Les génériques : des économies au détriment des patients ?

Infections mortelles sous Docétaxel générique. Sauver les génériques au détriment des patients ?

L’Agence nationale de sécurité du médicament et des produits de santé (ANSM) informe, dans un courrier adressé aux professionnels de santé, mercredi 15 février, de la survenue de 6 cas d’entérocolites sur terrain neutropénique, dont 5 ayant conduit au décès, chez des patientes traitées par docétaxel. Tous ces cas concernaient des femmes, âgées de 46 à 73 ans, atteintes d’un cancer du sein.

Au mois d’août 2016, des médecins de l’IGR (Institut Gustave Roussy) contactent l’Agence du médicament. Ils lui signifient que quatre femmes ont fait des chocs septiques après administration du générique du Docétaxel et que, parmi elles, trois sont décédées. Elles avaient entre 45 et 69 ans et,  fait observer un cancérologue, elles étaient «ni âgées ni fragiles», et le pronostic était plutôt favorable Deux autres sont mortes à Rennes. Enfin, si une autre patiente de 59 ans est morte à l’Institut Curie en juin 2016, puis une autre encore en février 2017. A chaque fois, le tableau d’infection grave est le même, totalement inhabituel, sans précédent. et le même médicament est impliqué : non pas le médicament orignal, le Docétaxel de Sanofi, mais le Docétaxel du génériqueur indien Accord.

On notera que les centres anticancéreux impliqués ont immédiatement remplacé le Docetaxel par le Paclitaxel. On notera aussi la longueur de la réaction de l'ANSM, et surtout que même, après le dernier décès, l’ANSM n’a formulé aucune recommandation : « Aucune recommandation n’est formulée à date en l’absence d’éléments complémentaires d’investigation… La suspension du générique d'Accord n'est « pas à l'ordre du jour !!! »,. Il faudra combien de morts ? Mais peut-être l’ANSM a-t-elle pris pour argent comptant la réaction du pharmacien (ir ?)responsable de Accord : « «Tous les médicaments ont des effets indésirables. Il n’y a rien de particulier. Il n’y a aucun problème. Le nombre de décès éventuellement rapporté au global en France est tout à fait dans les normes ». Et l’on ne sait toujours pas si des cas similaires ont été observés à l’étranger.

Et surtout, j’espère que la réaction très amortie de l’ANSM ne s’explique pas principalement par le souci de défendre coûte que coûte, et quelles que soient les conséquences pour les patients, la politique de substitution par les génériques. Car le recours, rendu obligatoire par les organismes payeurs au générique mortel d’Accord du Docétaxel résulte de cette politique et de la recherche forcenée d’économies. Sauver les génériques au détriment des patients ?

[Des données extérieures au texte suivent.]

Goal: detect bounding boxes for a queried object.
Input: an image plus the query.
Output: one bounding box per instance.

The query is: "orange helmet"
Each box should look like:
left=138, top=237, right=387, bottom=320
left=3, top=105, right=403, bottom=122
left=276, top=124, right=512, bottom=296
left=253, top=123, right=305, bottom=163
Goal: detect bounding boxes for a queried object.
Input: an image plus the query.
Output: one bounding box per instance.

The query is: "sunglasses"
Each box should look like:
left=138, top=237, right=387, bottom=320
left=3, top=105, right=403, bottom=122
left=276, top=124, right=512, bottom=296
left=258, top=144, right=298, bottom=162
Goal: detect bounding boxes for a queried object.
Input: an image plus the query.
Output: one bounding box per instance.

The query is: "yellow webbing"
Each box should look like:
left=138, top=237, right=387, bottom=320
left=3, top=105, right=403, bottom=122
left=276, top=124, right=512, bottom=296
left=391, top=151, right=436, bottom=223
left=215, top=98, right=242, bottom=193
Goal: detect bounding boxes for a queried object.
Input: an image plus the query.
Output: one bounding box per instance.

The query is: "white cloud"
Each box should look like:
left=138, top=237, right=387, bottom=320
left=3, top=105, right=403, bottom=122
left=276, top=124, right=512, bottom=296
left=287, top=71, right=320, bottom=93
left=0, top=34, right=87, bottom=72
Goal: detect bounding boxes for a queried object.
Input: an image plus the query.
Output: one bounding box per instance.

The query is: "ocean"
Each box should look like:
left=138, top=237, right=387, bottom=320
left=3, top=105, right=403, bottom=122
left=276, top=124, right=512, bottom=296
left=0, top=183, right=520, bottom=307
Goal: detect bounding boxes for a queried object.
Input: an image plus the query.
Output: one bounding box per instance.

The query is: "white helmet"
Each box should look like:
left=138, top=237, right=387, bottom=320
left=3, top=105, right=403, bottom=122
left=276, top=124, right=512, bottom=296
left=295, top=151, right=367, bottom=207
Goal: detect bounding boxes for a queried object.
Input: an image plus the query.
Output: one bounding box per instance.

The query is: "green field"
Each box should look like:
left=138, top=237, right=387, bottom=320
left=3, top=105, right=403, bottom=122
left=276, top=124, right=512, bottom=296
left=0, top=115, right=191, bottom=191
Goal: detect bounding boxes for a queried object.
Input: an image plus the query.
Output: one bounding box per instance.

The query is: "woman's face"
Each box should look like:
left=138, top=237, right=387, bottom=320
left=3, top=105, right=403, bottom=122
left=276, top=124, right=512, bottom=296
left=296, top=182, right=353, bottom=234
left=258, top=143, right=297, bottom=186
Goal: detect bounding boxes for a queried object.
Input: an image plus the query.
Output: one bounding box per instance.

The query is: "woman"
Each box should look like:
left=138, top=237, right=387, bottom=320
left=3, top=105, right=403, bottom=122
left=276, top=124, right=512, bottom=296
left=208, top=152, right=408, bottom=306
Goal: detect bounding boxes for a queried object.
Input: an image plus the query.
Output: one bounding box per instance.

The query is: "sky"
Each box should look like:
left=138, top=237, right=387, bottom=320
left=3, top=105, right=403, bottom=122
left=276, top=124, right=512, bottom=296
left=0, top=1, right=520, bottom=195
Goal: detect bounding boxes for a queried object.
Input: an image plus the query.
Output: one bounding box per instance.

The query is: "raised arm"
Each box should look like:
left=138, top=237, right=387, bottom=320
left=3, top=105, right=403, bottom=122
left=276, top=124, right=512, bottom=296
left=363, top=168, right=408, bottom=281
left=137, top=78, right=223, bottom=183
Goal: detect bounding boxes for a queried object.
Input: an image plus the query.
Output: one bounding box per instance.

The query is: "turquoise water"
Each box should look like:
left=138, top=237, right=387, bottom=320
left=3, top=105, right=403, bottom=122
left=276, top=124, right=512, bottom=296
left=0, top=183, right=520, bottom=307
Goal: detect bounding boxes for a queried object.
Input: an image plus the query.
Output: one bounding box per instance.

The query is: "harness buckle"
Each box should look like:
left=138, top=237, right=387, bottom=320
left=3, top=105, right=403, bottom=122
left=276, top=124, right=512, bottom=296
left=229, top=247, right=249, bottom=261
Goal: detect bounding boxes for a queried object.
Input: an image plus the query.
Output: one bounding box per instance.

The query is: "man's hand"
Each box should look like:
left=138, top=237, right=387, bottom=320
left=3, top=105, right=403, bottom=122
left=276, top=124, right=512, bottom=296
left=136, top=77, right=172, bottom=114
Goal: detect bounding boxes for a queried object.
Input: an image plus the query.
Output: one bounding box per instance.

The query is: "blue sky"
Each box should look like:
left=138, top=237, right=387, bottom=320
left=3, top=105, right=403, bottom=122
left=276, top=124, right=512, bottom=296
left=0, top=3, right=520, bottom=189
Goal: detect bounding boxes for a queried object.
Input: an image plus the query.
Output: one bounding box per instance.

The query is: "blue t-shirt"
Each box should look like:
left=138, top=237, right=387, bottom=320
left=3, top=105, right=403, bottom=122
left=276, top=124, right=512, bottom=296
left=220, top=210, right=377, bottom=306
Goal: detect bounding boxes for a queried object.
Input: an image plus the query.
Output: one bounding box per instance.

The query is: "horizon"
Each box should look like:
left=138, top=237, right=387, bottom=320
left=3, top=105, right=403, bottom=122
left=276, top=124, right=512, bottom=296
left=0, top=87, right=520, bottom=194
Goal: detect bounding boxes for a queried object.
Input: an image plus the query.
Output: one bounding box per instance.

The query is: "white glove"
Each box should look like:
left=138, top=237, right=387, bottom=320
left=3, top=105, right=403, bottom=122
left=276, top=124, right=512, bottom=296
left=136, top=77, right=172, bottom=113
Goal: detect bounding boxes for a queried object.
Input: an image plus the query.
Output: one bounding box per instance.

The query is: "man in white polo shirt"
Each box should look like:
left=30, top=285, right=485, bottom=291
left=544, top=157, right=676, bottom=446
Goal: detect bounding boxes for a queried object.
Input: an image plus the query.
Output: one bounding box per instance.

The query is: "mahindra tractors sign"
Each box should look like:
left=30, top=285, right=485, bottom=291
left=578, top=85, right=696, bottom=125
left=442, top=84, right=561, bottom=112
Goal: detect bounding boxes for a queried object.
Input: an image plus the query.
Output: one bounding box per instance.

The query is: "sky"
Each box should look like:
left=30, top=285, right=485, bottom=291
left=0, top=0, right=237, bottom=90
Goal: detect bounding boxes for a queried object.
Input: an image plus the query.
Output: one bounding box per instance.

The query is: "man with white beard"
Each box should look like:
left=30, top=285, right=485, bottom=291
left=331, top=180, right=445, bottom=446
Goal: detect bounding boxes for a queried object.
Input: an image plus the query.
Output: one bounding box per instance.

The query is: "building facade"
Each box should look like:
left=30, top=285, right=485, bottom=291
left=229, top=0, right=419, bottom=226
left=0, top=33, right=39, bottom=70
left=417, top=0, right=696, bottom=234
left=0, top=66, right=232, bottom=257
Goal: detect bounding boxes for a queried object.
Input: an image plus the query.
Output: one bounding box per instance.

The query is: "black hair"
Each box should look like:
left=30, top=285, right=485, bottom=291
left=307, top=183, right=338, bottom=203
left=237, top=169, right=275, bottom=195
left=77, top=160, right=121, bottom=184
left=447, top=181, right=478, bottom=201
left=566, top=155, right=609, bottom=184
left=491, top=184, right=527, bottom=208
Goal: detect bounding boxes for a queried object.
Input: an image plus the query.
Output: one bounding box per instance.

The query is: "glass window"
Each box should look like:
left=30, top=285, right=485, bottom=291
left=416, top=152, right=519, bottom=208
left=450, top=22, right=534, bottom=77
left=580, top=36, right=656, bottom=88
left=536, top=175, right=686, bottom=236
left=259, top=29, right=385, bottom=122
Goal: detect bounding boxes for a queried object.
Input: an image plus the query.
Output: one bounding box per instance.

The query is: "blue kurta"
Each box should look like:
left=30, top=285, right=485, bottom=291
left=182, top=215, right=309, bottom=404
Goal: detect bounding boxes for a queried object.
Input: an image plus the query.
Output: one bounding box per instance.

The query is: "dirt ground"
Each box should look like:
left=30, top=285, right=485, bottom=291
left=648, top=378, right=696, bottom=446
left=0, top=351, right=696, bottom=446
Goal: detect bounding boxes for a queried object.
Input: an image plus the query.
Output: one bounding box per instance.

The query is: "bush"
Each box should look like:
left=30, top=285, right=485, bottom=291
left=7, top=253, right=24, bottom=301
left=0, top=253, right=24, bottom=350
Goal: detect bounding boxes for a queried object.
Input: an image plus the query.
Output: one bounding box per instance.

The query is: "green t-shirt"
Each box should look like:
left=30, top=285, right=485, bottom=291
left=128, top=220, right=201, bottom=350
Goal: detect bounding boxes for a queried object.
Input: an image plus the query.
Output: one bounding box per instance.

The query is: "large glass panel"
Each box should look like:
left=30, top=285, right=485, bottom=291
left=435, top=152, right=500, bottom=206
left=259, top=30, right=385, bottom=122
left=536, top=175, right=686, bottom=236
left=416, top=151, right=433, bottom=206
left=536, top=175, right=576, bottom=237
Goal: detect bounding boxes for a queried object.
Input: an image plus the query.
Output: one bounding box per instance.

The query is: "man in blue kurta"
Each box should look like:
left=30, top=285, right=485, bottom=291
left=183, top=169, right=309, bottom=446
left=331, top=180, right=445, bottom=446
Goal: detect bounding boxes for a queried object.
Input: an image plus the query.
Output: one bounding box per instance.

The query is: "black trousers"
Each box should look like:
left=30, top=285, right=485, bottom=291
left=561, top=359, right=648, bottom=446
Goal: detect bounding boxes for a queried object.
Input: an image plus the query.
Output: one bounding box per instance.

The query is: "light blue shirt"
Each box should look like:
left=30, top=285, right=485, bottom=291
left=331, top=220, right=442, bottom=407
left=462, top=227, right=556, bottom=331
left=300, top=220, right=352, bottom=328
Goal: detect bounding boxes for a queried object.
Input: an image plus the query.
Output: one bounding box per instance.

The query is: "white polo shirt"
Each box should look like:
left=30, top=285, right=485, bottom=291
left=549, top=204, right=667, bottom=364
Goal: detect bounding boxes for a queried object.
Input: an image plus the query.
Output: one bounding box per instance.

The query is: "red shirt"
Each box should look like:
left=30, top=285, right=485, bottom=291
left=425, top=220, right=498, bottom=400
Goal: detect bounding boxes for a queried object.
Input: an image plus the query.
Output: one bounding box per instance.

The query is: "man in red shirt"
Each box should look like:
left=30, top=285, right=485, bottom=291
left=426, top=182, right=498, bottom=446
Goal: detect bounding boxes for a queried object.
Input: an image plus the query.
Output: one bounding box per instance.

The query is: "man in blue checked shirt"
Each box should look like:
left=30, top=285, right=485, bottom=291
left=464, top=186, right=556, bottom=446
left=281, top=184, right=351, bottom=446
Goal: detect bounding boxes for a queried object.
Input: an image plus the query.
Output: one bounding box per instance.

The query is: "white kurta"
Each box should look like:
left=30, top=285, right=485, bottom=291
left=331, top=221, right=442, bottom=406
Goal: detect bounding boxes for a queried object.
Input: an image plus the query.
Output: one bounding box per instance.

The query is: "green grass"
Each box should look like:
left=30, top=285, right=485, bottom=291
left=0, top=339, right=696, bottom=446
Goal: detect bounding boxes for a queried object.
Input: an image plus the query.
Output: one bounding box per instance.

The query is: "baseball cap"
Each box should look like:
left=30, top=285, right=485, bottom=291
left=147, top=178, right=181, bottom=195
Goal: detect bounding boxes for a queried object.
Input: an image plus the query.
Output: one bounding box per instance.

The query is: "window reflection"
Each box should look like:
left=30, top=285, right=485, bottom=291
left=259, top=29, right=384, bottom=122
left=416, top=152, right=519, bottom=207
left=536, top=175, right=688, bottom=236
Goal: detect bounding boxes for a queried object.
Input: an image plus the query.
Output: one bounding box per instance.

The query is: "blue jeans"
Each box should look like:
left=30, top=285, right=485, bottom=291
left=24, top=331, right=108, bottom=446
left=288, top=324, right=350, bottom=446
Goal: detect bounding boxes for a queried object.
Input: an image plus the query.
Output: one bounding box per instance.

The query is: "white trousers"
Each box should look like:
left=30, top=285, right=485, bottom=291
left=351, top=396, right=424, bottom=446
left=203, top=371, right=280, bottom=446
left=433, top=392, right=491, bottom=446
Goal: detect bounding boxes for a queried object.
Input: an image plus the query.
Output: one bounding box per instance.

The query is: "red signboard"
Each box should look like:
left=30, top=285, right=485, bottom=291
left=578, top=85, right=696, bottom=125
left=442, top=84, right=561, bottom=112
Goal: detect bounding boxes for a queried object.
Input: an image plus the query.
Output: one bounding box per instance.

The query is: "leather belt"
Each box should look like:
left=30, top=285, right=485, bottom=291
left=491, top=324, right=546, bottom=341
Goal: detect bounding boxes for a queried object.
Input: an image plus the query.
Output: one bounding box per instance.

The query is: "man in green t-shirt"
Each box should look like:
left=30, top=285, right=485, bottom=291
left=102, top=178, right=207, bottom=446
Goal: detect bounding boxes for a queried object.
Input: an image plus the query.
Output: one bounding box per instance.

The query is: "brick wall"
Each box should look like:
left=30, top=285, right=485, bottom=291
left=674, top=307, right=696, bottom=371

Pourquoi sommes-nous tombés si bas ?

Dans un blog récent (Médicaments_ Epidémies de pénuries), j’ai aussi rappelé les ruptures de stocks dans le domaine du médicament, de plus en plus nombreuses et parfois dramatiques ( par exemple, le Caelix, dérivé de la doxorubicine, indispensable pour les patients à risque cardiaque). En 2012, 80% des médecins traitant des cancers ont dû faire face à des pénuries de médicaments indispensables ; ces ruptures ont aussi touché des médicaments importants et très répandus, ainsi le Levothyrox pour les dérèglements de la thyroïde,- l’’agence du médicament a du autoriser en urgence un équivalent italien, mais, ce type de traitement est très sensible à de faibles variations de doses
C’est une situation dangereuse et anormale qui s’installe dans l’indifférence générale. Naguère (Il n’y a guère !)cette situation aurait paru incroyable, inacceptable ;l’industrie pharmaceutique se faisait gloire d’assurer sans défaut la distribution de ses médicaments, en partenariat avec les pharmaciens, et les agences de régulation y veillaient aussi soigneusement.
Mais le médicament, en dépit des services qu’il rend (combien d’opérations d’ulcères stomacaux ?)a toujours été le sacrifié prioritaire des politiques de santé. Il a fallu substituer systématiquement les génériques aux produits princeps (et non un générique n’est pas toujours équivalent au produit princeps !), puis des génériques moins chers que les autres génériques. Alors Les fabrications se font dans des pays en plus en plus exotiques et dans conditions pratiquement de moins en moins contrôlées, à flux tendus. D’où les problèmes de rupture d’approvisionnement et de qualité.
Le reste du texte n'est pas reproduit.